Clafoutis
Een heerlijk nagerecht is clafoutis, een soort hele dikke pannenkoek, erg lekker als hij nog een beetje warm is. Als je hem opensnijdt, lijkt hij een beetje op een gele roomtaart. Het gerecht komt uit de Limousin in Frankrijk. De Fransen eten de clafoutis voornamelijk als dessert, doe er dan een lekker bolletje ijs bij. De combinatie lauwwarme clafoutis en ijs is werkelijk geweldig. Om de clafoutis nog lekkerder te maken, kan je eventueel nog een scheutje armagnac aan het beslag kunnen toevoegen. Bon Appétit!
Recept voor kersenclafoutis.
Was 450 gram kersen en ontsteel ze, ik laat de pitten zitten, maar je kan er voor kiezen de kersen te ontpitten. Beboter een quiche vorm met een opstaande rand van ongeveer 3 cm, geen springvorm want daar loopt het ‘beslag’ doorheen.
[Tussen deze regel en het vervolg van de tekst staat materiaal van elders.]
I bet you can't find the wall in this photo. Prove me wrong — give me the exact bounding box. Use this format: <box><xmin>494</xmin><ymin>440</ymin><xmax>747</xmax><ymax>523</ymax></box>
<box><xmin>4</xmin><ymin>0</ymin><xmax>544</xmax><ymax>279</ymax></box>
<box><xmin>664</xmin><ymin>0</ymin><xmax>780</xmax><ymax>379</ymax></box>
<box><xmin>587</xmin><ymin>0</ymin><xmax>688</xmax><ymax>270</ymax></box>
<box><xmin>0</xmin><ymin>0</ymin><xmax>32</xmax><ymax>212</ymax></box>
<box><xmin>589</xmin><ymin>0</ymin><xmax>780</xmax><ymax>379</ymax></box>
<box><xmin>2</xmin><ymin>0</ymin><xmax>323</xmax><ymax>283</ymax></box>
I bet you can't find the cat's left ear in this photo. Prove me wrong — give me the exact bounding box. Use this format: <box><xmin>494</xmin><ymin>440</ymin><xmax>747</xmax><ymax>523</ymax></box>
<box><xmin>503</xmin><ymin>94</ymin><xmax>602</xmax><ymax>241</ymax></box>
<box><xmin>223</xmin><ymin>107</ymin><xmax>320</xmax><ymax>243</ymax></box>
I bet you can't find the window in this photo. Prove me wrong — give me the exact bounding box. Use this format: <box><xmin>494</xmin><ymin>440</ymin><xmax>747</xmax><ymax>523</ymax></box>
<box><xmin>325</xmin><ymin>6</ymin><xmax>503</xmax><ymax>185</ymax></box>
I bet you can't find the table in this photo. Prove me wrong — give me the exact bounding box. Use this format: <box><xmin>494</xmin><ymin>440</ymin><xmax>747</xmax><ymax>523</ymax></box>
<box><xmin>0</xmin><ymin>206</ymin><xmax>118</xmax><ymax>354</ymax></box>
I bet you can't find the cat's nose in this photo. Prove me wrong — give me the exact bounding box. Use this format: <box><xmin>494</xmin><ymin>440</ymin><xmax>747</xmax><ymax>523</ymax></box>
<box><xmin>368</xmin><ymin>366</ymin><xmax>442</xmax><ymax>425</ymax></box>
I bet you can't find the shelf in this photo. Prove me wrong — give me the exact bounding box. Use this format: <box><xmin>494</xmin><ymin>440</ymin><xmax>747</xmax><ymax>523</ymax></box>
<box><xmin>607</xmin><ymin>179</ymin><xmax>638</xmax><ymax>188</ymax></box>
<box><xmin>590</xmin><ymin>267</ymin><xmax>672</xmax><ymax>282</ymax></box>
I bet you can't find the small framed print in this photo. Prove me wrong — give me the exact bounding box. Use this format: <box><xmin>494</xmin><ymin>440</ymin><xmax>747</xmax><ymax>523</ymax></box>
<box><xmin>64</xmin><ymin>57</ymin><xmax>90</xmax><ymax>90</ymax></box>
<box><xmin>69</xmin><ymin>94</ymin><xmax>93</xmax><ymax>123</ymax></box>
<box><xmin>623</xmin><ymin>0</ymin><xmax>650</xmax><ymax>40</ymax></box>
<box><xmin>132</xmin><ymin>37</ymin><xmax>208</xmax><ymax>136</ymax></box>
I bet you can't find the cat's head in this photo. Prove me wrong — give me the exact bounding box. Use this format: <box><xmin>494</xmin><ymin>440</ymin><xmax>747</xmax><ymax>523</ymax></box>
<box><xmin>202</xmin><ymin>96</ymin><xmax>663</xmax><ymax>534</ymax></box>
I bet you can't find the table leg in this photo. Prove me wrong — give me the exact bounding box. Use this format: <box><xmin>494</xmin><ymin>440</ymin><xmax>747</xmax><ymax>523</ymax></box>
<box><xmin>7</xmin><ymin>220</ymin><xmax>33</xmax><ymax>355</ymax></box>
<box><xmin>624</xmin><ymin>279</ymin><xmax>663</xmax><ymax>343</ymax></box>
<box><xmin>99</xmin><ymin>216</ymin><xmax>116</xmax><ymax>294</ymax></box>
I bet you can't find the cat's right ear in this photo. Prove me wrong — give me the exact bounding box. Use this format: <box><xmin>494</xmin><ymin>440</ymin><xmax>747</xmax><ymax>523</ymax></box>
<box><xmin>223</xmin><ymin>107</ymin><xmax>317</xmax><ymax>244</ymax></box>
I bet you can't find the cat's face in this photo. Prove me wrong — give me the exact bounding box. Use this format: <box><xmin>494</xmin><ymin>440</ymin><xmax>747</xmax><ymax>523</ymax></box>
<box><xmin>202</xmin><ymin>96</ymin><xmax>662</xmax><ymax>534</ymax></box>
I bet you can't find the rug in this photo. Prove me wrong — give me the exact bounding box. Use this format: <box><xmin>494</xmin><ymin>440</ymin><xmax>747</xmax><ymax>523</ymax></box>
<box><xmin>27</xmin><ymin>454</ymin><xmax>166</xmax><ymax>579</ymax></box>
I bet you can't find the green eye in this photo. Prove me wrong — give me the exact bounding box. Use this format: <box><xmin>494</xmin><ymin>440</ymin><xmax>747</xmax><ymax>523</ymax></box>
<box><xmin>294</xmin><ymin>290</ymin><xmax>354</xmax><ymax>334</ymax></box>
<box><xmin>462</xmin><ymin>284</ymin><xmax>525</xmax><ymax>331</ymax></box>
Bestrooi de vorm met wat suiker. Verwarm de oven voor op 200 graden en doe de kersen, goed uitgelekt, op bijvoorbeeld een schone theedoek, in de quiche vorm. Vermeng 70 gram bloem met 65 gram suiker, een snufje zout, wat citroenrasp en de merg van een vanillestokje met elkaar. Doe 200 ml melk erbij, 4 eieren en 3 eetlepels gesmolten boter.
Giet het beslag over de kersen. Bak de kersenclafoutis 15 minuten in de oven en draai dan de temperatuur naar 180 graden. Na ongeveer 30 minuten is de clafoutis gerezen en lichtbruin. Laat de clafoutis iets afkoelen en bestrooi hem dan met poedersuiker.